19 637 Vreemdelingenbeleid

Nr. 1769 BRIEF VAN DE STAATSSECRETARIS VAN VEILIGHEID EN JUSTITIE

Aan de Voorzitter van de Tweede Kamer der Staten-Generaal

Den Haag, 21 januari 2014

Uw Kamer is per brief van 4 juni 20131 geïnformeerd over het besluit tot het instellen van een besluit-en vertrekmoratorium voor Tutsi’s afkomstig uit het oosten van de Democratische Republiek Congo (DRC). Aanleiding voor het instellen van het besluit- en vertrekmoratorium was dat in het voorjaar van 2013 uit diverse openbare bronnen bleek dat de gevechten in het oosten van de DRC, sinds het verschijnen van het laatste ambtsbericht over de DRC in juni 2012, nog verder waren toegenomen.
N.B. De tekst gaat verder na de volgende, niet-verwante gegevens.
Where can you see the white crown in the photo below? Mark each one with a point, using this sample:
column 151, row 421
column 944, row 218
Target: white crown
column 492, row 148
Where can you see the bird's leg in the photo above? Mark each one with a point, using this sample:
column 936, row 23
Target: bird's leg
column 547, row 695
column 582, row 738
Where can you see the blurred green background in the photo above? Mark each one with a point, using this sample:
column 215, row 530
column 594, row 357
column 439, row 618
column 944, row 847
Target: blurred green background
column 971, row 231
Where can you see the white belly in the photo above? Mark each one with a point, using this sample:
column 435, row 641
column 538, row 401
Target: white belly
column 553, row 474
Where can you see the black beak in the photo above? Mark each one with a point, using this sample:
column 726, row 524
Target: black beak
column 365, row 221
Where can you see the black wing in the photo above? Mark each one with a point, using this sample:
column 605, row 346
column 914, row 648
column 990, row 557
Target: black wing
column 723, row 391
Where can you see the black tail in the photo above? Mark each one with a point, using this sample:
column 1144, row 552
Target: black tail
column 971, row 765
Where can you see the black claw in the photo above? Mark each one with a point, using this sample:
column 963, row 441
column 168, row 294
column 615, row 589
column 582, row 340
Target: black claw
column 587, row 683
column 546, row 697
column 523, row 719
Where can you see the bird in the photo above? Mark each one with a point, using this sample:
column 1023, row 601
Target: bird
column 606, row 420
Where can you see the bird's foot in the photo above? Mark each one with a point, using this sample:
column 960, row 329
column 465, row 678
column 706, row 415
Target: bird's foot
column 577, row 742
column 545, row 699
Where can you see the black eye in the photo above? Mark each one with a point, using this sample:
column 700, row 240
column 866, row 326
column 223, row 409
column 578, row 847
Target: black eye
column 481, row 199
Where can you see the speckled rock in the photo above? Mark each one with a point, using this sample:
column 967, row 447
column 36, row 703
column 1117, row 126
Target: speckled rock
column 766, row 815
De in het oosten van de DRC actieve rebellenbeweging M23 werd voornamelijk gedomineerd door Tutsi’s. Het viel niet uit te sluiten dat de oplaaiende gevechten invloed hadden op de bejegening van Tutsi’s elders in het land, omdat zij als rebellen werden beschouwd. Er was echter geen recente betrouwbare informatie beschikbaar over de positie van Tutsi’s in overige delen van de DRC, met name Kinshasa dat geldt als vestigingsalternatief voor personen afkomstig uit de «15c-gebieden» in het oosten van de DRC. Van een situatie als genoemd in artikel 15c van de Kwalificatierichtlijn is sprake wanneer een ieder die zich in een bepaald land of regio bevindt een reëel risico loopt om geconfronteerd te worden met een 3 EVRM schending, veroorzaakt door willekeurig geweld.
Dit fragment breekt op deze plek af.